DHS comm-leader program hits milestone
More than 1,600 first responders have completed the all-hazards type-III communications unit leader (COML) training course, a program designed to improve multijurisdictional coordination among first responders at an incident, said Chris Essid, director of the U.S. Department of Homeland Security’s Office of Emergency Communications (OEC).
As part of the national emergency communications plan, the OEC offered 66 COML training courses nationwide to help public-safety professionals more effectively lead and coordinate communications during emergencies and large-scale events. Multijurisdictional events around the nation have demonstrated the benefits of consistent planning, training and operating procedures, Essid said. In fact, it was the emergency-response community that identified the need for COML training and helped DHS create the formal training program by building on the successful wildfire-scenario model.
“First responders helped us develop the materials for the course, so it focuses on right things,” Essid said. “We didn’t guess. We went out and asked them to help us develop the course, and then we’ve been rolling it out.”
Specifically, participants are trained to set up communications at an incident in a standardized way, important because in a major event, emergency workers who respond from outside the area need to follow similar procedures, Essid said.
“If they all do it differently … it is chaos,” he said. “So the course promotes a standardized way at an incident and works within the existing structure of [National Incident Management System] and with the [Incident Command System] principles, as well.”
The training also focuses on interoperable communication systems, Essid said.
“The problem with interoperability, as we’ve heard from the first responders, is not the technology — it’s the coordination, the training, the exercise and the standard operations,” he said. “You could have the greatest technology in the world, but if you don’t know how to leverage that technology, it doesn’t do you any good.”

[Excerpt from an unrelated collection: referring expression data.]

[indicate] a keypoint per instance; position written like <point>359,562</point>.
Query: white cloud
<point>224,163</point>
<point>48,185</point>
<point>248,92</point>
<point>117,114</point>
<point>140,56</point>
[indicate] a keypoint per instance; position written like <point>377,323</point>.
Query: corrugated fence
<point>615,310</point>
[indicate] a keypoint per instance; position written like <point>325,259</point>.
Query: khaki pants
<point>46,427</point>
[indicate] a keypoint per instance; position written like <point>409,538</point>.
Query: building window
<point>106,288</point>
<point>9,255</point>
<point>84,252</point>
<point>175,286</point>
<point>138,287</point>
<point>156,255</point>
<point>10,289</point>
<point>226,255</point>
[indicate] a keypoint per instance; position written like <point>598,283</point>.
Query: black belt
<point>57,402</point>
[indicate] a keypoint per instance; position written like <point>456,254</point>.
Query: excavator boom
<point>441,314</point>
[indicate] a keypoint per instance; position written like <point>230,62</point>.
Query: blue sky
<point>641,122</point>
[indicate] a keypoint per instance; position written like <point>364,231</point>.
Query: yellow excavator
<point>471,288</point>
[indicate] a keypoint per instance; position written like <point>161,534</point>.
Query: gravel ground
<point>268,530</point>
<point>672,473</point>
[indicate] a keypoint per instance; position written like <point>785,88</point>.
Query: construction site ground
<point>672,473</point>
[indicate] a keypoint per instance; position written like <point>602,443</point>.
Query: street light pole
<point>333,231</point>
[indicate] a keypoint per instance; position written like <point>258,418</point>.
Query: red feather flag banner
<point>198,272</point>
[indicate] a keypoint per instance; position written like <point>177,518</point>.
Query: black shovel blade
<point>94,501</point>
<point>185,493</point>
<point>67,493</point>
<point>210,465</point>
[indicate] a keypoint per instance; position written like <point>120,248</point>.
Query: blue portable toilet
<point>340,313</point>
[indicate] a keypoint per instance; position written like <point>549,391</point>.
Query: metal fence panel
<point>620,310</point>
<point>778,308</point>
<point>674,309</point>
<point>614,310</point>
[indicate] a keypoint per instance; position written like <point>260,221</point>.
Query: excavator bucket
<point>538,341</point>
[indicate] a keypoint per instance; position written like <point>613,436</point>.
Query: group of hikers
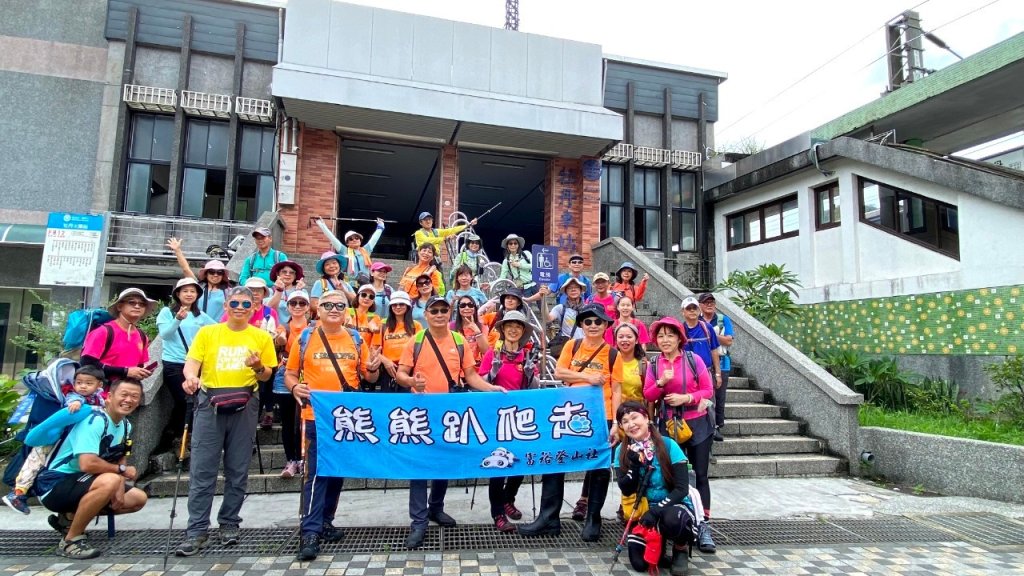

COML training will continue through state-sponsored courses. Interested parties must first complete prerequisites for the class, such as the 100, 200, 700 and 800 NIMS training. Then, attendees go back to their specific department, set up mock multiagency communication incident and are certified by the police or fire chief.
States can formally request COML training through OEC’s technical assistance program, or they can organize a class by contacting OEC for a list of approved instructors. Teachers travel across the country to conduct the free workshop, which usually can accommodate about 30 attendees.